Theorization, implementation, system architecture, and analysis of fast reinforcement learning techniques, with application to autonomous agents

Reinforcement learning is a major subset of machine learning. It is a computational approach to learning whereby an agent explores a complex and uncertain environment, perceives its current state, and takes actions that will eventually lead to a specific goal. The environment, in return, provides a reward reflecting the outcome of each action with respect to finding the optimal path to the goal. Reinforcement learning algorithms attempt to find a policy (policies) for maximizing a cumulative reward for the agent over the course of the learning process. The faster the cumulative reward reaches its maximum, the faster the agent learns the optimal path to the goal. This dissertation addresses the concept of reinforcement learning and presents new approaches to offer a number of contributions to the field of reinforcement learning in particular and machine learning, artificial intelligence, and robotics in general. It presents and demonstrates robust techniques for fast reinforcement learning, with application to autonomous agents. The first proposed reinforcement learning technique, we introduce and call the Multiple-Lookahead-Levels technique, grants the agent multiple lookahead levels of visibility in its environment which accelerates its learning process.

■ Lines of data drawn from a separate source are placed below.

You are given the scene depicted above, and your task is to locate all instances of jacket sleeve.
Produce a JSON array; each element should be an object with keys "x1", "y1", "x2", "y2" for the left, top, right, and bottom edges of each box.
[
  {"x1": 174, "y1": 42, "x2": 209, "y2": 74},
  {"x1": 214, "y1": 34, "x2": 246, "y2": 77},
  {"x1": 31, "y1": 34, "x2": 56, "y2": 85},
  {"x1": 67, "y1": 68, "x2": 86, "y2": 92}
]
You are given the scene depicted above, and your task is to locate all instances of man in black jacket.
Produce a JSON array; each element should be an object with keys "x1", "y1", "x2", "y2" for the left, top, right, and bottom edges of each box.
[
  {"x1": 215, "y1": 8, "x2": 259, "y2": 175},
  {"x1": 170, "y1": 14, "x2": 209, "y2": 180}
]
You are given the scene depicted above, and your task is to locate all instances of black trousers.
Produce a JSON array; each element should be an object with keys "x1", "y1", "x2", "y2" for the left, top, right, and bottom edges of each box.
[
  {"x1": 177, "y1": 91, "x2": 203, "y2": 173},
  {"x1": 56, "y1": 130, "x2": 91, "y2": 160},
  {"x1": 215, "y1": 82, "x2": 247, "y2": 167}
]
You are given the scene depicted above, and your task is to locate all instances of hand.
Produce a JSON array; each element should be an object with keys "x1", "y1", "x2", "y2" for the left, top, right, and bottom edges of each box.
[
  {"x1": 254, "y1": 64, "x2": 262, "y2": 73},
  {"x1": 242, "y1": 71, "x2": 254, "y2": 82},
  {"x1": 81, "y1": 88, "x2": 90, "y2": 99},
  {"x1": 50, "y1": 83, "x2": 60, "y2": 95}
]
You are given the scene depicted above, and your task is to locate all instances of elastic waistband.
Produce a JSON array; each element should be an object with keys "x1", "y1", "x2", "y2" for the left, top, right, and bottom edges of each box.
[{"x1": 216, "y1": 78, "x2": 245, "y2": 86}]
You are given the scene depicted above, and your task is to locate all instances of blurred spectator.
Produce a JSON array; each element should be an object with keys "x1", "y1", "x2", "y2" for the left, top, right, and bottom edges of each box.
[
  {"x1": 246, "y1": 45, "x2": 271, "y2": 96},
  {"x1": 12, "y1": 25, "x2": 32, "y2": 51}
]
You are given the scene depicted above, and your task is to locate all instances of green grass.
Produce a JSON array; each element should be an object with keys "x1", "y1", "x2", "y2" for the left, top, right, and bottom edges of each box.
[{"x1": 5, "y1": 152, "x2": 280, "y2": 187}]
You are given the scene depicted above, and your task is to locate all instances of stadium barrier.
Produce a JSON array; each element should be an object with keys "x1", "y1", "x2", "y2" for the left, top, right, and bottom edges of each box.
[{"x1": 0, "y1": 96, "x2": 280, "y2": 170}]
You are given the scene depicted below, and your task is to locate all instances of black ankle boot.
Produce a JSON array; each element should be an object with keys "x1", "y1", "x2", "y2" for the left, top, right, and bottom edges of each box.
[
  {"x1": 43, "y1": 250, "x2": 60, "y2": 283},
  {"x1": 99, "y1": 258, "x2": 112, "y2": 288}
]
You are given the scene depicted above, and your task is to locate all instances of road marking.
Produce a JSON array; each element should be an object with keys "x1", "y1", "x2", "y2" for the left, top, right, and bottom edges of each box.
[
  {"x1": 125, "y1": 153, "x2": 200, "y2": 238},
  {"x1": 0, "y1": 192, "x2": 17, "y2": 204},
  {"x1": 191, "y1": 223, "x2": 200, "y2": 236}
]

The second proposed technique, called the Distance-Only based technique, rewards the agent based on its Euclidean distance to the goal, and the third proposed technique, called the Distance-and-Frequency based technique, uses the agent's state occurrence frequency in addition to its Euclidean distance to the goal to reward the agent. The work in this dissertation demonstrates the potential of the proposed techniques and proves they lead to fast reinforcement learning. This work includes demonstrations of the theories behind the proposed techniques, implementations of these techniques, software-reconfigurable hardware design architecture for the Multiple-Lookahead-Levels technique, illustration on how the Distance-and-Frequency technique can be used in multi-agent environments, and analysis of their performance and effectiveness. The different stages of this work are supplemented by facts, equations, theorems, propositions, lemmas and their proofs of correctness, algorithms, experimental results, and analysis.